Because I'm an asshole, I'm going to include my pretty picture here. OP was actually quite reasonable a few posts up, and I have no argument with his position. For fairness, I'm gonna include the picture in the far less equitable naysayer thread too.

I'd like the learned women and RC expert-men in the crowd to look at this lineup and tell me--cause I'm still the kind of person who thinks the numbers are pretty important, proving my ignorance--which one gained incredible new abilities for its class, from a slight substitution (antagonists at the same receptor don't count):

If you guessed the little F at the bottom of the one in the middle, you win! A whole new entactogen/convulsant/euphoriant/mass-murderer, with the widest therapeutic/ toxic-at-all- range of any med.

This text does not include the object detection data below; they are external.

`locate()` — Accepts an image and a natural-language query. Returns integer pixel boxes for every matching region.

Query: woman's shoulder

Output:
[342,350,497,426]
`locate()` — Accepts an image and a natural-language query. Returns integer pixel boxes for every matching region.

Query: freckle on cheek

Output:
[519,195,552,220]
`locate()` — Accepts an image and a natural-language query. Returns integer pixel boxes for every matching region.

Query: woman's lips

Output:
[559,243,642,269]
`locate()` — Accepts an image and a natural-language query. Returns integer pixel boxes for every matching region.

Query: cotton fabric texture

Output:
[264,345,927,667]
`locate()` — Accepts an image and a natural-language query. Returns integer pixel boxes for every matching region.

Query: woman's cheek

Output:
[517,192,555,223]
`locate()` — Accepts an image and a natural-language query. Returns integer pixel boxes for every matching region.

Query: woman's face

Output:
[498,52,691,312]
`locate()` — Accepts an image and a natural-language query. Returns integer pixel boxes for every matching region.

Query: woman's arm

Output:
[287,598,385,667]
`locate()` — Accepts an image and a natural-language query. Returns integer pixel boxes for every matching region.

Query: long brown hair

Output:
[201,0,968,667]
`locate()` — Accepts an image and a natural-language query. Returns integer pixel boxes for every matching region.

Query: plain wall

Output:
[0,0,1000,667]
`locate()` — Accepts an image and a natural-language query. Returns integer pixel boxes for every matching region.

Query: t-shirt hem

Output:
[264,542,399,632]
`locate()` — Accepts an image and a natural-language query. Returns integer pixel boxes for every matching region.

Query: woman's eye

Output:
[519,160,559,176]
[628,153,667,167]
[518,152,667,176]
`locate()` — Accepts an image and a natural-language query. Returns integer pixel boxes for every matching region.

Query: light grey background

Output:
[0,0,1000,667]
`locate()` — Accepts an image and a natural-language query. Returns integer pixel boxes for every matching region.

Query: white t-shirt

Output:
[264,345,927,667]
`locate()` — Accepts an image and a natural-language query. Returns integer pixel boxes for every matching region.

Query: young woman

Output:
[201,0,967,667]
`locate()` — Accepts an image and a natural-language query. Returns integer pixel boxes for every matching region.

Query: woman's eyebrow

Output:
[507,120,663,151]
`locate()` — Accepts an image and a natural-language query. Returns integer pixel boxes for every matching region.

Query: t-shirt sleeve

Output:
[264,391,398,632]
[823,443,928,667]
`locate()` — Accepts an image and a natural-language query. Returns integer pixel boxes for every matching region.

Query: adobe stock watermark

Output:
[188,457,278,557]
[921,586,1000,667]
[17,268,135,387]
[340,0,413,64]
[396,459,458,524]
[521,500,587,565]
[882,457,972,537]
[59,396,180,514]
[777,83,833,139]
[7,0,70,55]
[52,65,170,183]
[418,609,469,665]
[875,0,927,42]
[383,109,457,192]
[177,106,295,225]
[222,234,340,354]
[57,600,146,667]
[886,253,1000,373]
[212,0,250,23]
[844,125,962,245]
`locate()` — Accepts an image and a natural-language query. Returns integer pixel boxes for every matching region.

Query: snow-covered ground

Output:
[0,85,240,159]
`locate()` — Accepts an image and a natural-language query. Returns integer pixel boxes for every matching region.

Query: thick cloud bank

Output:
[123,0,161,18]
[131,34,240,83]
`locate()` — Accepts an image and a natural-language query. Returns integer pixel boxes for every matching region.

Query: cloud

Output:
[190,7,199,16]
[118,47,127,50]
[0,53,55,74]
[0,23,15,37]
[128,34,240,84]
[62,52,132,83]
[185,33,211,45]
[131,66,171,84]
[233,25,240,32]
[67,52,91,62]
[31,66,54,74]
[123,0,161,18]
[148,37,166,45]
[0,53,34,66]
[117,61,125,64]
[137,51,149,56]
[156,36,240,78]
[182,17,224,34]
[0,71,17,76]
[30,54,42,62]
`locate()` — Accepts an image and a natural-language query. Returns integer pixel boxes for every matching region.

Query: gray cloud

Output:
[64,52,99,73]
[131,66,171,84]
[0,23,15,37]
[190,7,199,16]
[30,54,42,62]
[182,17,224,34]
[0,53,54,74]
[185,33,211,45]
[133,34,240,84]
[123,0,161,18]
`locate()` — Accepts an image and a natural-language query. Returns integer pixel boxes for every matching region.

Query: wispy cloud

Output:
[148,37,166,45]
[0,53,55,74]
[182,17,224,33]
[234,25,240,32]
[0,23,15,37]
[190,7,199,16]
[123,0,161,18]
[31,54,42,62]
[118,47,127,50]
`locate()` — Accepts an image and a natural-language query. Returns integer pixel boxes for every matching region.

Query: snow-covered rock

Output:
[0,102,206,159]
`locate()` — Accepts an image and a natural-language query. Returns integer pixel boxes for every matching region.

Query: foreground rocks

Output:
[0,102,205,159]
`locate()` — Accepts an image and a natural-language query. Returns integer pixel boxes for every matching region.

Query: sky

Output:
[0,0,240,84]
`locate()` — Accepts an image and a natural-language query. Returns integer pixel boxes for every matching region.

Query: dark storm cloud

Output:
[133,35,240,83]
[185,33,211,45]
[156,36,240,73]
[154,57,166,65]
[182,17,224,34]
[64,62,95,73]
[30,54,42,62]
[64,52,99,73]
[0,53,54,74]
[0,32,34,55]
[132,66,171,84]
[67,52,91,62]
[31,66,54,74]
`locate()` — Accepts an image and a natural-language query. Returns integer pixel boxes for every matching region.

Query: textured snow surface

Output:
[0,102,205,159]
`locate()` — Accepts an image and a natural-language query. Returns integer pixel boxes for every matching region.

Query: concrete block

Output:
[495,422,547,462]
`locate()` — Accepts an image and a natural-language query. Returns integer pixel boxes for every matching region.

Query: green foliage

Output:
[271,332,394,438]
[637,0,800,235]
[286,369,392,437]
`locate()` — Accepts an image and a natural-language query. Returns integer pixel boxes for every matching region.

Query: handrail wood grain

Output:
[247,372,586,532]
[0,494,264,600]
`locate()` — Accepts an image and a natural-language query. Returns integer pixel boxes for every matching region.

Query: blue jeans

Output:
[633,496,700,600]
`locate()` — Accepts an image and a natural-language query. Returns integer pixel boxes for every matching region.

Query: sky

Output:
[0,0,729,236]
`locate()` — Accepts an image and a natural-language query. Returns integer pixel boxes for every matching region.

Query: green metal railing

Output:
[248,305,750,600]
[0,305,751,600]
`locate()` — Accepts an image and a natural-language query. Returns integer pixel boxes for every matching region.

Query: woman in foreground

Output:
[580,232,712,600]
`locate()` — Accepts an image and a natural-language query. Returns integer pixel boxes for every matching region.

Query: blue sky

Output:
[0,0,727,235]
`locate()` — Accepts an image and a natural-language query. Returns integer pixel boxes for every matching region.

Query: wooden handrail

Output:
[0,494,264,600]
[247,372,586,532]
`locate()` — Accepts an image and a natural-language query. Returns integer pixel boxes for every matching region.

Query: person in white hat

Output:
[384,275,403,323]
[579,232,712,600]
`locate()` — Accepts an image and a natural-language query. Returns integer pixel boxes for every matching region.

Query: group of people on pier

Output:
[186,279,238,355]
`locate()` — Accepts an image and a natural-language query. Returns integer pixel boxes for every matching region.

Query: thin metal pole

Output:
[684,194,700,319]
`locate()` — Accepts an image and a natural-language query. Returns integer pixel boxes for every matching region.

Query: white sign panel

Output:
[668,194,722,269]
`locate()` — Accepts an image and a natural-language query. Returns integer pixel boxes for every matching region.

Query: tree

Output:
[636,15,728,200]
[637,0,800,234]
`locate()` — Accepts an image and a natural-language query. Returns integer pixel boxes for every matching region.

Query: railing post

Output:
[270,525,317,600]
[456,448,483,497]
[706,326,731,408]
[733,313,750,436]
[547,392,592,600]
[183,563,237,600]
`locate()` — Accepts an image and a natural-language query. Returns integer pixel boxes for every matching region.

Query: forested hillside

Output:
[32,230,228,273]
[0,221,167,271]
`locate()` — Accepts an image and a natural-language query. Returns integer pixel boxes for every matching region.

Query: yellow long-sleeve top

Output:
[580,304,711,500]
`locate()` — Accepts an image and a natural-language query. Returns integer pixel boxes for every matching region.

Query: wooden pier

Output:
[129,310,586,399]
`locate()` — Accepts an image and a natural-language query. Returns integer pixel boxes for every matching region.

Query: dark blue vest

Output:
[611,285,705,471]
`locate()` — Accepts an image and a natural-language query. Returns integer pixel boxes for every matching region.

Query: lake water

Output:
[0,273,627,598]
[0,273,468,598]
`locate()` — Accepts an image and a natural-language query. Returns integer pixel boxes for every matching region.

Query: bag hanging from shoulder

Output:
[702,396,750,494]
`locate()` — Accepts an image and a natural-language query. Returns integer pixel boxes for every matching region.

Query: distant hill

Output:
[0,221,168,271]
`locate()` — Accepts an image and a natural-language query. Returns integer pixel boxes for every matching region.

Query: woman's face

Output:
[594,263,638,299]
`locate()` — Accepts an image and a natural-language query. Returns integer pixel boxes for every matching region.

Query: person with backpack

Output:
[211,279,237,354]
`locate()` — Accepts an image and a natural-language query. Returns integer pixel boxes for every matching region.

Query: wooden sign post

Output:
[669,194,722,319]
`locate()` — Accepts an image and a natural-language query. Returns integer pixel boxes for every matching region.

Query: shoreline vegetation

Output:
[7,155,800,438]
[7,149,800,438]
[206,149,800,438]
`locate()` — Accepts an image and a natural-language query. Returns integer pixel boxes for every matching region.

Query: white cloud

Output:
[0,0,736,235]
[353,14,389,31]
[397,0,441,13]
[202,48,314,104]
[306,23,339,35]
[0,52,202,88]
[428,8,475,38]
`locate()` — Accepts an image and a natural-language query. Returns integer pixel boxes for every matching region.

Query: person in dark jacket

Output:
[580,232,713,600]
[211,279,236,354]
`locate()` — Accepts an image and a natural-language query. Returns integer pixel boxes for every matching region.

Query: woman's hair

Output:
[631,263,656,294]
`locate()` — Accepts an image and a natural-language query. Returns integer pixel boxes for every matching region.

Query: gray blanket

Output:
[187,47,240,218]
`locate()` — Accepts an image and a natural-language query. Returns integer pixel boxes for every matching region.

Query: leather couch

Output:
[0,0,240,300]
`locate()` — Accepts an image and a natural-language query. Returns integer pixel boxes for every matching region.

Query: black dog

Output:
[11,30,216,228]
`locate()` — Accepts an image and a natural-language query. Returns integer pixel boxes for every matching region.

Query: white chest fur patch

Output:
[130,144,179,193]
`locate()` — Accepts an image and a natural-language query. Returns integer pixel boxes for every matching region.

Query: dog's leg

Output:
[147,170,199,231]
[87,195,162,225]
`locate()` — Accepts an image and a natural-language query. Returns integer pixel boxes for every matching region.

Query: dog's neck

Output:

Or just a slight weaker baclofen/ much stronger phenibut.

 

[yteek]

On the topic of phenibut/analogous, this drug/class came in with the worst shit storm of problematic marketing from being a body building supplement, a nootropic/ a nutrient for the brain, and it undermined the serious of it. Phenibut is extremely unpredictable with some individuals, it to be presented as a supplement for self improvement, undermined that this a serious drug, with potential serious consequences, many we don't have a full grasp of the potential this drug has to wreak havoc on the mind, body, and spirt. It really is a drug with little understanding behind it, I dare call it an RC.I rationalized with " oh it is prescribed in Russia, and the Russian Astronauts used it for space anxiety, but now clearer head prevails, it is Russia.

I feel like phenibut worsened my neurolgoical health for sure.


You could probably mass market this in the same fashion kratom has been done, and all that K2 bullshit, and I think it could catch on as next best thing. It could gross large sums of money if it was mass marketed, the same that happened with the Kratom craze, but I would not be one to want to deal with that liability. I could see it being a craze to come about if it was stocked in every local head shop, with the same cray presentations of kratom with names like OPMS and just crazy shit and it would ultimately get banned.